独自の要件を持つ自治体クラウドに取り組む行政システム九州のチャレンジ

EnterpriseZine / 2019年8月29日 7時0分

 自治体の行政サービスを、外部のデータセンターを用いて提供するのが自治体クラウド。地方の情報システムの要でもあり、安全性などの要件は相当厳しいという。九州地区の自治体クラウドの構築で高いシェアを持つ行政システム九州株式会社に、ミッションクリティカルなインフラの構築や運用の様子を聞いた。

 地方公共団体情報システム機構のWebページには、自治体クラウドとは『地方公共団体が情報システムを庁舎内で保有・管理することに代えて、外部のデータセンターで保有・管理し、通信回線を経由して利用できるようにする取組。複数の地方公共団体の情報システムの集約と共同利用を進めることにより、経費の削減及び住民サービスの向上等を図るもの。』と説明されている。自治体クラウドは2011年に総務省が実証事業を行い、その後も実際の事業として継続している取り組みだ。

行政システム九州 エリア運用統括部 エリアサポート課 課長の竹之下伸一氏

■重要な住民データを安全、効率的に管理する自治体クラウドとは

 自治体クラウドの仕組みを構築し、九州地域の自治体にサービス展開しているのが、行政システム九州株式会社だ。
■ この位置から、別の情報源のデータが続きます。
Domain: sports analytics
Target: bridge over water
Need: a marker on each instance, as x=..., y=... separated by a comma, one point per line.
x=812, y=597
同社の九州地区における自治体クラウドのシェアは30%ほどと高い。自治体クラウドは、AWSなどのパブリッククラウドを利用するものではない。「データセンターに標準化したシステムを置き、各自治体がそれを利用します。マルチテナントではなく、同じシステムを別々に立ち上げ利用します」と説明するのは、行政システム九州 エリア運用統括部 エリアサポート課 課長の竹之下伸一氏だ。
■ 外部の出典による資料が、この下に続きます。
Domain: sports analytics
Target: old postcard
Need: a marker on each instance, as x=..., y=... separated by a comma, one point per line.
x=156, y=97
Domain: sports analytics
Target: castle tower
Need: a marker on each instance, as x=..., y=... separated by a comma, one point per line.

 自治体クラウドの要件はかなり厳しい。「データセンターで利用する部分も回線も、閉域網で接続され二重化していなければなりません」と竹之下氏。データセンター内のサーバーを仮想化しその上で安全に分離して、さらにネットワークも完全に分離する。これらは最低限必要なこと。行政システム九州ではさまざまな自治体クラウドの要件を満たすシステムを2011年の実証事業で構築し、安全性や性能検証を行った。2013年からは、本番環境のサービスとして展開を開始する。
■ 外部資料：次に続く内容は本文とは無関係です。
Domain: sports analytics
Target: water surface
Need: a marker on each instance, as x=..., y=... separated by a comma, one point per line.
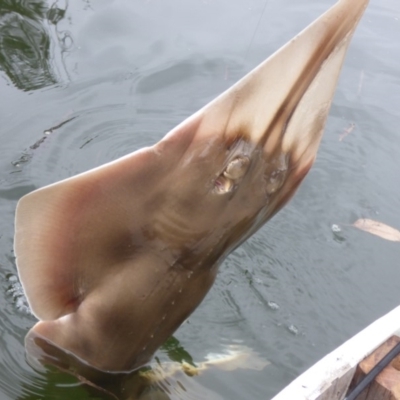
x=83, y=83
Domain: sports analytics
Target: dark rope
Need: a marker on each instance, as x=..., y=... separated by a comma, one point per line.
x=373, y=373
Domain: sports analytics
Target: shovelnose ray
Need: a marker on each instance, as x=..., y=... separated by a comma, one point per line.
x=113, y=260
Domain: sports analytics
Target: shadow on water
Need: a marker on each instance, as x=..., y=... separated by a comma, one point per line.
x=161, y=381
x=26, y=45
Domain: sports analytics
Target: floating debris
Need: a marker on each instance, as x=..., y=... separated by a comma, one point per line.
x=378, y=229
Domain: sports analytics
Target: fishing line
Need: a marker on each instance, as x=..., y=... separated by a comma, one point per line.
x=373, y=373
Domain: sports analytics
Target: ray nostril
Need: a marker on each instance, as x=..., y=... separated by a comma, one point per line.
x=237, y=168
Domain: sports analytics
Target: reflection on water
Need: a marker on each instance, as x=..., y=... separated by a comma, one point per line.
x=25, y=43
x=135, y=69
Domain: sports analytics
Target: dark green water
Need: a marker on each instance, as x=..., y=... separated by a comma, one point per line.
x=104, y=78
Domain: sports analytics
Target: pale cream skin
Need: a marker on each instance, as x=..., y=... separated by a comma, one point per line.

 自治体規模が小さければ、十分な体制で高い安全性を確保してITシステムを運用することはなかなかできない。予算も限られ、十分な冗長構成も災害対策もとれないのが普通だ。たとえば沖縄の離島などでは、台風などの自然災害の被害を受け、ITシステムを設置している建物が停電することも十分考えられる。そういったところでは、手許にあるITシステムの停電時などの対応も、ITのプロではない役場の職員自らが行わなければならない。